Quaternionic covers and monodromy of the Kontsevich-Zorich cocycle in orthogonal groups

TL;DR

This paper constructs a new example of a Teichmüller curve with monodromy group Zariski closure equal to SO^*(6), revealing novel group structures in the monodromy of origamis and computing related cohomological multiplicities.

Contribution

It provides the first known example of a Teichmüller curve with monodromy group SO^*(6) and generalizes this to higher dimensions, also computing cohomological multiplicities.

Findings

Monodromy group Zariski closure is SO^*(6) in a Teichmüller curve.

Construction of examples using origamis (square-tiled surfaces).

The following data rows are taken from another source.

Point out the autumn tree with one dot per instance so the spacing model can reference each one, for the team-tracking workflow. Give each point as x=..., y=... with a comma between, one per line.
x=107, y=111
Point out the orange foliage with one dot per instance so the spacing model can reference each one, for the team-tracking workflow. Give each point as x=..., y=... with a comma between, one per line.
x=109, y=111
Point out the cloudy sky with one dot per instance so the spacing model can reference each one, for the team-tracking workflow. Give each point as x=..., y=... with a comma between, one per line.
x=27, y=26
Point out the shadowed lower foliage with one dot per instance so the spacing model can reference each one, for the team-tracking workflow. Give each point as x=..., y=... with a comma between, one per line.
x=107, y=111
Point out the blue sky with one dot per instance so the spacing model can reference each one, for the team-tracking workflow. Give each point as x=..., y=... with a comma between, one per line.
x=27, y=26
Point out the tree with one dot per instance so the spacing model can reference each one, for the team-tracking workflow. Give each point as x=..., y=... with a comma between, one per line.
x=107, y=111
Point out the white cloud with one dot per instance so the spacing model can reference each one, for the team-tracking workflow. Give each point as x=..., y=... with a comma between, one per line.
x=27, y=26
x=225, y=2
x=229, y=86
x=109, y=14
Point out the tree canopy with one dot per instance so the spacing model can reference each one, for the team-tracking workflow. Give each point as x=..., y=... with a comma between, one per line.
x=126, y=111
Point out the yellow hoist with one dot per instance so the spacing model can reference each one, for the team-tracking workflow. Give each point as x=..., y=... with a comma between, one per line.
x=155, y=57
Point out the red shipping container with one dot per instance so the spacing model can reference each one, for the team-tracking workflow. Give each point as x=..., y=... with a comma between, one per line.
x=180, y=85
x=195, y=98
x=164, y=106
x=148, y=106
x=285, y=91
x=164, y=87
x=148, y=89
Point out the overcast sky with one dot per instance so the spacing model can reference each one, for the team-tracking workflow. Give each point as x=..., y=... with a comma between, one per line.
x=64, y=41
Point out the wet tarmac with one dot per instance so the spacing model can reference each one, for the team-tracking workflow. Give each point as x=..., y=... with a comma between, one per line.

Computed multiplicities of representations in cohomology, answering prior questions.

Abstract

We give an example of a Teichm\"uller curve which contains, in a factor of its monodromy, a group which was not observed before. Namely, it has Zariski closure equal to the group $SO^*(6)$ in its standard representation; up to finite index, this is the same as $SU(3,1)$ in its second exterior power representation. The example is constructed using origamis (i.e. square-tiled surfaces). It can be generalized to give monodromy inside the group $SO^*(2n)$ for all $n$, but in the general case the monodromy might split further inside the group. Also, we take the opportunity to compute the multiplicities of representations in the (0,1) part of the cohomology of regular origamis, answering a question of Matheus-Yoccoz-Zmiaikou.